Mestrado em ancestralidade



As características morfológicas que permitem reconhecer afinidades populacionais estão a ser estudadas nos esqueletos dos escravos africanos, recuperados do antigo Valle da Gafaria de Lagos.

No âmbito da sua dissertação de Mestrado em Evolução e Biologia Humanas, Catarina Coelho está a estudar as afinidades populacionais dos esqueletos dos escravos africanos que foram escavados, em 2009, no antigo Valle da Gafaria, em Lagos.

Desde cedo na história da Antropologia que aceder à ancestralidade de um indivíduo é uma questão basilar. A ancestralidade ou afinidade populacional, a par com a estimativa da idade à morte, da diagnose sexual e da estatura, é um dos parâmetros básicos para estabelecer o perfil biológico do indivíduo, e é essencial para a posterior análise paleodemográfica.

Os métodos geralmente utilizados para estimar a ancestralidade a partir do esqueleto, normalmente concentrados no crânio, têm vindo a ser desenvolvidos em colecções identificadas com indivíduos que viveram durante o século passado, na sua maioria afro-americanos. Importa avaliar se estas metodologias podem também ser aplicadas com acuidade a populações africanas antigas.

Para este projecto de Mestrado, várias peças ósseas dos indivíduos negróides adultos estão a ser alvo de uma análise métrica e morfológica.
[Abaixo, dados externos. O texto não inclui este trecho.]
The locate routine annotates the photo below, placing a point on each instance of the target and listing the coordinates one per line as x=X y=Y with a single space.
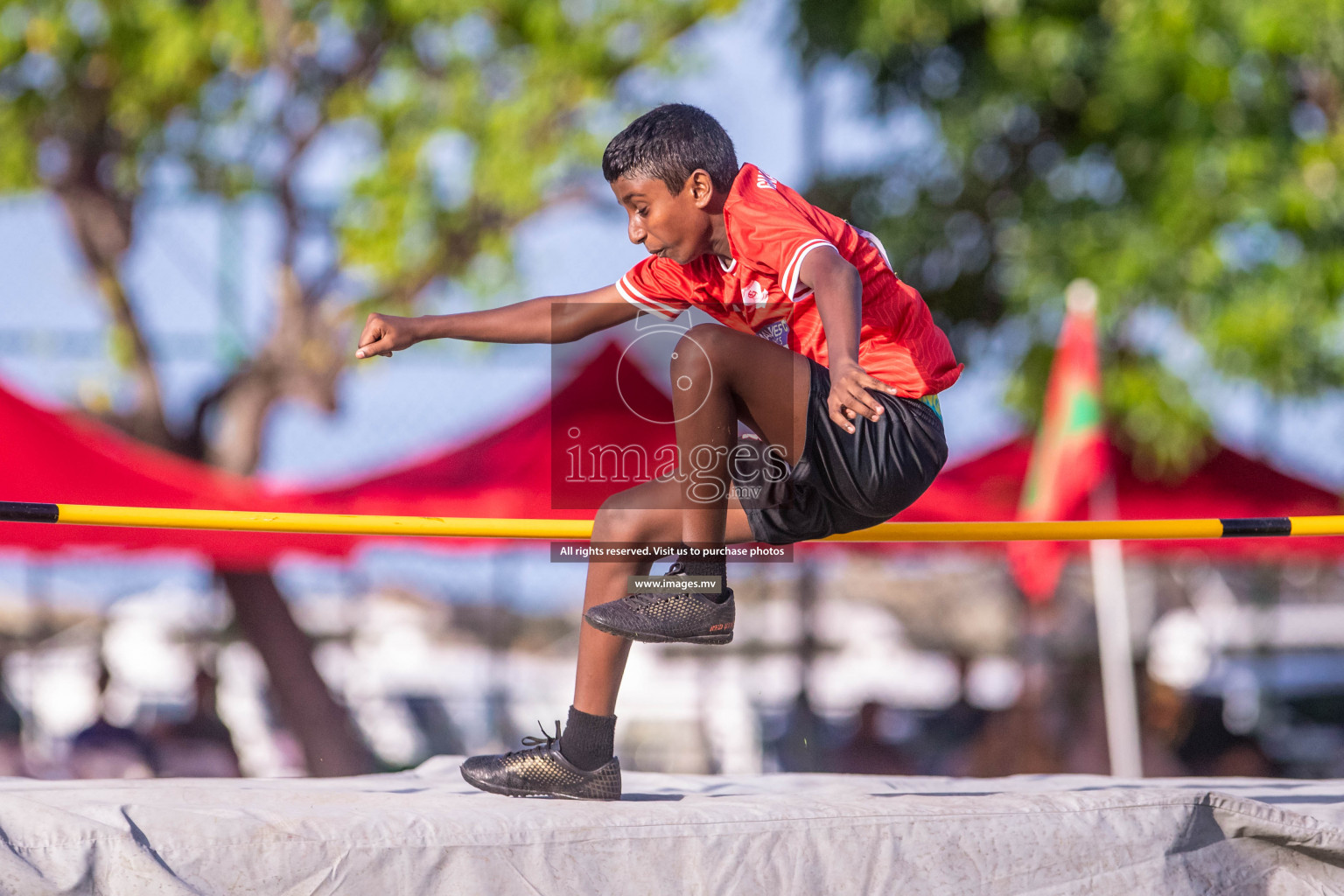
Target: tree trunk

Neste estudo recorre-se não só aos métodos morfológicos clássicos desenvolvidos para o crânio como também às novas tecnologias, usando o programa FORDISC para uma abordagem métrica. A pesquisa é ainda complementada pela análise métrica ao fémur e outra morfológica aplicada aocalcâneo.

Neste momento, realiza-se uma nova medição dos crânios para o cálculo dos erros intra e inter-observador, essenciais à validação de cada medida.